A 29-year-old woman died on Aug. 12 on the Indonesian resort island of Bali, it was the first bird flu case on the world famous resort island. The case may further tarnish the image of Bali, which is still recovering from terror attacks in 2002 and 2005, as the country's premier tourist destination.

The Jembrana administration also sprayed insecticides throughout the district three times, said the report.

To prevent the virus from spreading to wider areas, Jembrana was temporarily "isolated" from other areas, by not allowing transportation of poultry into or out of the district, he said.

A report of the United Nations Food and Agriculture Organization (FAO) said recently around 60 percent of all Indonesian households keep an estimated 300 million birds in their backyards.

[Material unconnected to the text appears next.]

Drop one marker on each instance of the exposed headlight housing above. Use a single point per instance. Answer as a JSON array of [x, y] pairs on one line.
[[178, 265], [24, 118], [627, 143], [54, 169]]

To date, 319 people from a dozen countries have been infected with the virus. Of them, at least 191 have died, including 83 in Indonesia alone. Nearly all of them were believed to have been infected through contact with poultry.
 

ICTYW

Contributing Member
Definitely not!!!!

JPD, A bit OT here, but I fought (and lost) the immu. battle of HPV for my daughter. She did not need it! I have NO doubt in my mind. I've yet to find supportive proof, but I believe the vaccine weakened her immune system thus making her "atopic dermatitis" extremely difficult to control. I've got to equip myself to win these battles "when" the various flu vaccines become manditory.

I remember reading something here as a non-member quite awhile back about the healing benefits of turmeric(?) against AF. Would you (or anyone) have any info. about this?

I sure need to learn to search and navigate the site.

Many thanks to all for your patience with this newbie.